Monday, May 23, 2011

One Very Short Classic

On recommendation from my friend, and fellow blogger, Annette Gendler, I checked out a book from our library that is short, classic, entertaining and more. Annette wrote about the book at her blog a week or so agohttp://www.annettegendler.com/2011/05/reading-in-love-with-84-charing-cross.htmI

I read the book in one sitting for 84, Charing Cross Road is only 97 pages, has no foreword or afterword. Helene Hanff, a New York City resident and writer, carried on a correspondence with a bookstore in London for twenty years. The letters, and that is all you'll find in this book, cover a period of twenty years--1949 to 1969. The author purchases old and special edition books from the bookstore, and in the course of the twenty years, the letter writers build a relationship that melds into friendship. 
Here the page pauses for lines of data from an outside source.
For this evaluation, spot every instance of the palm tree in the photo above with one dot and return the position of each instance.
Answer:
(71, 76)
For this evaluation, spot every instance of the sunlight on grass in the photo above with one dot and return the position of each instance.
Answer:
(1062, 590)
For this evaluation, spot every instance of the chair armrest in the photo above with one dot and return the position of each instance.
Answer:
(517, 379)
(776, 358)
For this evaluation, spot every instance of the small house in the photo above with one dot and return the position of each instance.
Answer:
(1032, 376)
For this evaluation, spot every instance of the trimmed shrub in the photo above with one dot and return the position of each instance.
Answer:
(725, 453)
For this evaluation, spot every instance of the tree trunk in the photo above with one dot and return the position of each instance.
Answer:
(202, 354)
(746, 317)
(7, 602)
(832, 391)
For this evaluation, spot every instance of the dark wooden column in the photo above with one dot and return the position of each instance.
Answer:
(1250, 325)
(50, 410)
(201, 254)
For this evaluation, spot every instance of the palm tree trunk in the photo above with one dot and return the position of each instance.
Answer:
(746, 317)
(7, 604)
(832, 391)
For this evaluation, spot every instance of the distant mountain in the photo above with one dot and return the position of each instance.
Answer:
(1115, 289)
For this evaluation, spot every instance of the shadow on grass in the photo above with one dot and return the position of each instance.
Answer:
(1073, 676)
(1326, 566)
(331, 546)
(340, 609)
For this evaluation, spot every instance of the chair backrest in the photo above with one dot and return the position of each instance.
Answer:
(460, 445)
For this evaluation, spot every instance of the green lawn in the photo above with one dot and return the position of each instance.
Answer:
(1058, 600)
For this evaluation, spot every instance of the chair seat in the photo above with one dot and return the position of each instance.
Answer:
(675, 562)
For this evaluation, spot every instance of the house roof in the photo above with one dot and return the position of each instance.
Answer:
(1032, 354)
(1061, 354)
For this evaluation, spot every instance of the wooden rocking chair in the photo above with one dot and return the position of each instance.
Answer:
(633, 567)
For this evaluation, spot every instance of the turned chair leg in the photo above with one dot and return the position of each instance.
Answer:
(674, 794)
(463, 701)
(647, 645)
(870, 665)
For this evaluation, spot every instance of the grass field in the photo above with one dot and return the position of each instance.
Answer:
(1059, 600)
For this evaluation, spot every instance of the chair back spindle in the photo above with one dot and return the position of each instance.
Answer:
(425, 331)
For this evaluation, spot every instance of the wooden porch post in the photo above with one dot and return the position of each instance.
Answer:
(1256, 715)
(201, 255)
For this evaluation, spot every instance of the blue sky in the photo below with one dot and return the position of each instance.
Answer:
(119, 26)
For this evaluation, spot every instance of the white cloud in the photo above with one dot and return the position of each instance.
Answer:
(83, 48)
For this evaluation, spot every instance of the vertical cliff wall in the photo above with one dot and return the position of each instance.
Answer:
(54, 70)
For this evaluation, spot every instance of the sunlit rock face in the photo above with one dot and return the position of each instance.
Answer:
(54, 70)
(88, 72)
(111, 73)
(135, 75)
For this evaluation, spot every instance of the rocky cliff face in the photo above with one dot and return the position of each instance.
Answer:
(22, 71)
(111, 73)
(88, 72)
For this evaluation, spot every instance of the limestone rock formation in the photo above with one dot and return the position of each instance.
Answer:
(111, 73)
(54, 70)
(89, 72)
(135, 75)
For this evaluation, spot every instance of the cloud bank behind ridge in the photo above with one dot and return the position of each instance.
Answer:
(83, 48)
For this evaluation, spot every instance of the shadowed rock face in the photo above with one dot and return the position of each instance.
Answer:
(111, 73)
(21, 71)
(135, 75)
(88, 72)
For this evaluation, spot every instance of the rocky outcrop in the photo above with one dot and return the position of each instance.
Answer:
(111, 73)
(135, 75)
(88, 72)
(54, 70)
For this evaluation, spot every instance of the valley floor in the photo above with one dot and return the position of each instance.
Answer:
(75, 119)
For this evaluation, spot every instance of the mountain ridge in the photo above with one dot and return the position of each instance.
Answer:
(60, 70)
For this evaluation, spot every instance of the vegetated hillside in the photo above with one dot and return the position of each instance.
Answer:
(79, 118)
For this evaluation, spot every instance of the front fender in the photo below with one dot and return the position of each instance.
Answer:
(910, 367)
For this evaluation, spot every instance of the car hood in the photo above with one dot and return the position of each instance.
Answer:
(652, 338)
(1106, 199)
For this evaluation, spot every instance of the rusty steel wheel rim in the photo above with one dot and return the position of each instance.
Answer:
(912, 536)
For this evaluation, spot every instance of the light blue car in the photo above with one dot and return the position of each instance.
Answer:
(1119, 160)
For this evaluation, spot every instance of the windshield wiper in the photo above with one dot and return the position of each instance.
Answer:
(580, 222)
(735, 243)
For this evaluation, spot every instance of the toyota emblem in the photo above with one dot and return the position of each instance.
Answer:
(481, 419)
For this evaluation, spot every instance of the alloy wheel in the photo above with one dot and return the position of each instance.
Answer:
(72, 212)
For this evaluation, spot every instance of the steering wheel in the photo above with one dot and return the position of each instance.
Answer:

Ms. Hanff is often blunt and caustically funny but also generous and caring as we see in letter after letter. Frank Doel is at first the formal British businessman, but it isn't long before he allows himself to be himself in his letters. 

We see the progression in the lives of the bookstore personnel and also Ms Hanff as she moves from one type of writng to another, eking out a living and always planning a trip to England. The letters show a slice of history as we watch postwar Britain and the evolution in Ms Hanff's writing world when TV shows mesmerized the American public. We see the difference in cultures as well as the many similarities. And best of all, we are thoroughly entertained by these charming letters. 

Spend an afternoon or evening with 84, Charing Cross Road and I think you'll agree. Definitely a classic memoir. Thanks Annette, for recommending it.